Dinâmica partiu do SF90
A dinâmica do 849 Testarossa teve como base o SF90 Stradale, com foco no aumento de potência, na aderência e resposta dos pneus, na eficácia do sistema de travagem e na evolução dos controlos eletrónicos através do sistema digital Ferrari Integrated Vehicle Estimator (FIVE).
Este sistema cria um «gémeo digital» que replica em tempo real o comportamento do carro, alimentado por medições reais (aceleração, etc.). O FIVE consegue estimar características de desempenho que não podem ser medidas diretamente, como a velocidade e o ângulo de guinada - com margens de erro mínimas -, melhorando a atuação do controlo de tração, diferencial e sistema e4WD.
A suspensão também foi objeto de nova afinação. O aumento do desempenho lateral, face ao SF90 Stradale, é de 3%, graças aos novos pneus, algo que também permitiu uma redução de 35% no peso das molas. A inclinação da carroçaria foi reduzida em 10%.
Moderno e saudosista
A equipa liderada por Flavio Manzoni procurou encontrar um equilíbrio entre formas esculturais e elementos gráficos, mas também criar uma simbiose entre referências do passado e traços futuristas.
As linhas verticais e transversais criam um esquema visual inédito, inspirado na aeronáutica e nos Sport-Protótipos dos anos 70, enquanto a dianteira revela volumes estruturados que evocam alguns Ferrari dos anos 80.
Manzoni mostra especial orgulho na modelação tridimensional das portas, “nunca antes alcançada num automóvel de produção em série, redefinindo a relação entre a carroçaria e o exterior do habitáculo”. O painel é produzido a partir de uma única moldagem em liga de alumínio.
No habitáculo, encontramos uma síntese entre a configuração de uma berlinetta com painel horizontal e o cockpit de um monolugar de competição. A parte superior apresenta um efeito flutuante com saídas de ar em forma de “C” emolduradas em alumínio. Entre as secções superior e inferior, existe uma faixa horizontal contrastante que integra os comandos principais e o ecrã do passageiro.
O volante junta funções digitais e analógicas, tendo sido mantidos os comandos mecânicos do F80, incluindo o icónico botão de arranque do motor.

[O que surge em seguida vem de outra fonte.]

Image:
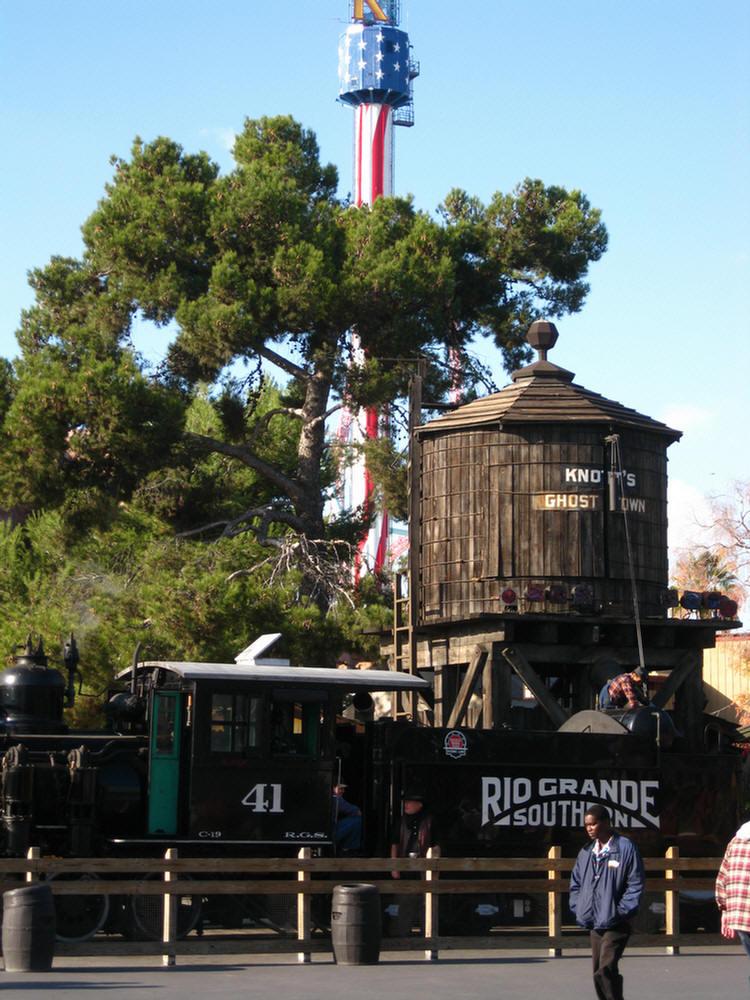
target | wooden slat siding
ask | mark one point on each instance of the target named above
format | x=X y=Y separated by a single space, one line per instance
x=726 y=671
x=471 y=528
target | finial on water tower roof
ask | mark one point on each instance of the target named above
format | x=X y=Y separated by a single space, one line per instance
x=542 y=336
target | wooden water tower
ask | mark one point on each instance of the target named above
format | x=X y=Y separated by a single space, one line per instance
x=538 y=554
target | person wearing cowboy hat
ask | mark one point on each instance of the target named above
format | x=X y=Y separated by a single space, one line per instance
x=413 y=834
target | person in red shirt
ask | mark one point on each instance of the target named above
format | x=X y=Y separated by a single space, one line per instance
x=629 y=690
x=733 y=888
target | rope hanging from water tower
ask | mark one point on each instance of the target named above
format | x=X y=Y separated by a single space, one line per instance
x=615 y=478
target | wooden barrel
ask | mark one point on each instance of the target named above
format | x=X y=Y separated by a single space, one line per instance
x=356 y=924
x=28 y=929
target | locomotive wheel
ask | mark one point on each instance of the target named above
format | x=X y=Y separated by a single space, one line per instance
x=147 y=913
x=78 y=918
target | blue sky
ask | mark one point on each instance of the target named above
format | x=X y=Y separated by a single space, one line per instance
x=645 y=106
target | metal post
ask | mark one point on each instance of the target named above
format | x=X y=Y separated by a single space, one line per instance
x=554 y=906
x=33 y=854
x=303 y=910
x=169 y=929
x=672 y=902
x=431 y=909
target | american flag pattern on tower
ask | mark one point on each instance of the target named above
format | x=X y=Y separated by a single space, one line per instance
x=374 y=65
x=375 y=73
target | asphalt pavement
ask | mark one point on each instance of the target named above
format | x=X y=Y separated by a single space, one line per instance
x=705 y=973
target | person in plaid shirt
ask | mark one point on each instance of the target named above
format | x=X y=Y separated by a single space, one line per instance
x=629 y=690
x=733 y=888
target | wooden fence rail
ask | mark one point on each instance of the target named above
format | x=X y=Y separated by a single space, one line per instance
x=306 y=876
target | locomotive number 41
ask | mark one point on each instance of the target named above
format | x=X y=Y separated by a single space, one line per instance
x=261 y=800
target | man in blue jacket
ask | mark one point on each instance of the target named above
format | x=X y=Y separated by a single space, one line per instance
x=606 y=886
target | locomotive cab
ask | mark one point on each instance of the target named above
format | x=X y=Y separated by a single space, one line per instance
x=245 y=753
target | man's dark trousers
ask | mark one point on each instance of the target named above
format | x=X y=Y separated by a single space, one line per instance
x=606 y=950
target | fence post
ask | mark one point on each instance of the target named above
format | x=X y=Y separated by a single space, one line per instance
x=431 y=909
x=33 y=854
x=303 y=909
x=169 y=927
x=554 y=904
x=672 y=902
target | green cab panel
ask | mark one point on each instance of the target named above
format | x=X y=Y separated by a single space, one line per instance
x=164 y=763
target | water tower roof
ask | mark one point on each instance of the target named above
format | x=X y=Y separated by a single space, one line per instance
x=544 y=393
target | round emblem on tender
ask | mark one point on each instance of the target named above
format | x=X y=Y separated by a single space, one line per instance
x=455 y=744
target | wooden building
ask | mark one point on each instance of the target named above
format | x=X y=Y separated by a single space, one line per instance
x=538 y=556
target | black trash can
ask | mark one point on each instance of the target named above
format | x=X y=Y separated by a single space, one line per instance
x=355 y=924
x=28 y=929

A parte inferior do painel é marcada por dois motivos arquitetónicos em forma de vela (tema também repetido nas portas) que incorporam diversos comandos.
No túnel central, os comandos secundários surgem dispostos de forma mais racional e minimalista. Os bancos estão disponíveis em duas versões, uma orientada para o conforto e outra mais desportiva, com estrutura em fibra de carbono.
Spider: a conquista do céu
A versão Spider foi apresentada em simultâneo com o coupé. Dispõe de uma capota rígida retrátil que pode abrir ou fechar eletricamente em apenas 14 segundos, a velocidades até 45 km/h.
Para assegurar o máximo conforto, foi integrado um inovador corta-vento atrás dos bancos, concebido para minimizar a turbulência e preservar a experiência de condução com a capota recolhida.
Este capta o fluxo de ar que entra acima da janela lateral, através de entradas integradas no encosto do banco, e redireciona-o para a parte inferior do assento através de duas saídas inferiores.
Outra diferença evidente é a ponte na tampa traseira que, com o tejadilho fechado, direciona o fluxo de ar para a traseira e para o spoiler ativo, permitindo que a carga aerodinâmica gerada seja equivalente à do 849 Testarossa coupé.
Quando chega e quanto custa
Já é possível encomendar o novo Ferrari 849 Testarossa, mas os preços ainda não foram divulgados. Tendo em conta que o SF90 Stradale, quando foi lançado, já rondava o meio milhão de euros, não é expectável que o 849 Testarossa arranque abaixo desse valor.